One zero emission vehicle concept that does offer such an opportunity is the Air Car, a vehicle that runs on compressed air. This concept is the brainchild of a MDI, a company based in Luxembourg with a factory in France.

The concept of a car that runs on air may sound like science fiction, but the concept is simple and there is nothing in it that violates the laws of physics. Air is compressed to very high pressure and discharged gradually to run an air piston in an engine. The rest of the technology refines and improves that simple concept.

The French inventor, Guy Negre, seems to have serious engineering credentials. He has invested over 15 years in developing the technology, and has earned 13 US patents alone in his name.

The MDI web site claims that their CityFlowAir urban family car can be recharged in a few minutes at a specialized high-pressure air-recharging station (not the air pump at your local gas station today) or in a few hours using plug-in electricity to run an air compressor. It also has a small gas burner for heating the air to extend range and speed for highway driving. The air tanks are carbon fiber. MDI claims the technology to be cost competitive with hybrid and electric vehicles.

MDI also has an interesting industrial concept for regional factories that are also dealerships. A US company called Zero Pollution Motors has purchased the rights to build one of these plants and to sell the Air Car in the United States, and claims it will deliver its first vehicles in 2010.

ZPM is actively seeking investors. ZPM has also entered the Automotive X Prize competition and is seeking sponsors.

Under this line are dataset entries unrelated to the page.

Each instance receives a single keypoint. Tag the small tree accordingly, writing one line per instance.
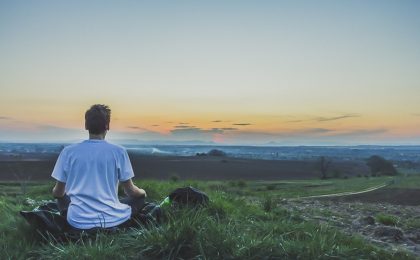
(378, 164)
(323, 166)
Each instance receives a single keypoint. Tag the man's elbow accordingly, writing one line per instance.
(58, 193)
(135, 192)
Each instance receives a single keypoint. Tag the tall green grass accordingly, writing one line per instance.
(231, 227)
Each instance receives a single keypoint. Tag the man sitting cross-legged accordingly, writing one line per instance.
(88, 174)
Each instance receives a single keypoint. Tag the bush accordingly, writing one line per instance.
(241, 183)
(388, 220)
(268, 204)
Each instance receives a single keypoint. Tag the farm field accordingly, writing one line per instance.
(244, 220)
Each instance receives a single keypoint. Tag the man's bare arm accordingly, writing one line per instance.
(59, 189)
(132, 190)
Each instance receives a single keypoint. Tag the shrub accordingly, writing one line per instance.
(388, 220)
(174, 178)
(216, 152)
(268, 204)
(241, 183)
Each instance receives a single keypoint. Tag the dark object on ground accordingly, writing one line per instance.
(189, 196)
(48, 220)
(391, 232)
(379, 165)
(396, 196)
(215, 152)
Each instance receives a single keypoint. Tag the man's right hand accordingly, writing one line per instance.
(132, 190)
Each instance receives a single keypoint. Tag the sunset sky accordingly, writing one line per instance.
(229, 72)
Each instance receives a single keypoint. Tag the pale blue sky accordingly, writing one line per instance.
(267, 63)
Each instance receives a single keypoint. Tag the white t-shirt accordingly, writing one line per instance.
(91, 170)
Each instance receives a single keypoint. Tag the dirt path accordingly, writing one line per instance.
(361, 219)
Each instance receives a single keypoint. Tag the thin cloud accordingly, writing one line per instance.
(137, 128)
(242, 124)
(314, 131)
(195, 130)
(324, 119)
(362, 132)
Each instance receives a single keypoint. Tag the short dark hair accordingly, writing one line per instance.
(97, 119)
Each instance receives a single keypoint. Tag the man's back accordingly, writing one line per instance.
(91, 171)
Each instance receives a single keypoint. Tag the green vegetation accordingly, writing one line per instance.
(241, 222)
(388, 220)
(379, 165)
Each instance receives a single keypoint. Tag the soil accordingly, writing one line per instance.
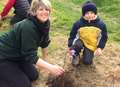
(105, 72)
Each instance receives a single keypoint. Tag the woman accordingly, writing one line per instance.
(18, 48)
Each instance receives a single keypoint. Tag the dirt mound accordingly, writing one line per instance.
(105, 72)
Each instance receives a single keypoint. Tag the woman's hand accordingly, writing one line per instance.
(98, 51)
(53, 69)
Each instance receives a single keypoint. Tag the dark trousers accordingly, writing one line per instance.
(87, 54)
(17, 74)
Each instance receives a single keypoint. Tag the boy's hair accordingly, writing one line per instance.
(89, 6)
(39, 3)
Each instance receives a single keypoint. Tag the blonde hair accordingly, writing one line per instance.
(39, 3)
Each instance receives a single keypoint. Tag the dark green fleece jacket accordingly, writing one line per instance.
(22, 42)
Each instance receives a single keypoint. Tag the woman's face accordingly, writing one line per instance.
(43, 14)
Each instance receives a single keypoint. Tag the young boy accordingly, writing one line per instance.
(18, 48)
(88, 34)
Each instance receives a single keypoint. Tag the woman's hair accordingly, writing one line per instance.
(39, 3)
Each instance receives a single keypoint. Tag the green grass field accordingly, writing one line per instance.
(66, 12)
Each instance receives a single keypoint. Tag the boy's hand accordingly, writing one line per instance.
(98, 51)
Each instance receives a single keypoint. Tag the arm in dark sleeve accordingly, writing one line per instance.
(45, 42)
(7, 7)
(104, 37)
(29, 45)
(73, 34)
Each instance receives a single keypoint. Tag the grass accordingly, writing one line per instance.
(66, 12)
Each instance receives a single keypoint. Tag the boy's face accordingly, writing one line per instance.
(90, 16)
(43, 14)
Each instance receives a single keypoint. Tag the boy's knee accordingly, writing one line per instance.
(34, 77)
(86, 62)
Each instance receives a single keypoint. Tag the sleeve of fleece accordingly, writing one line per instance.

Questions remain to be answered for me about this concept. Air compressors are inefficient, so I wonder how the wells-to-wheels efficiency compared to a plug-in hybrid, electric, or fuel cell vehicle concepts. I also wonder about the safety and failure modes of the compressed air tanks. The car is also extremely light-weight so crash protection is a concern. Similar safety questions have been raised about hydrogen storage tanks though and that has not stopped many people, myself included, from investing in fuel cell technology.

The air car concept has some advantages. Many gas stations already have air compressors, so installing high-pressure air compressors at gas stations is not hard to imagine. Even where such stations are not yet available, the ability to recharge the car using electricity and the onboard plug-in seems no more onerous than for plug-in hybrids or electric cars.

Overall, the air car technology seems promising enough to watch closely over the next few years. It seems too early to predict which technology will eventually replace the gasoline car. This may be one of the contenders. Whatever the future of the air car, I commend the inventor for taking his idea as far as he has.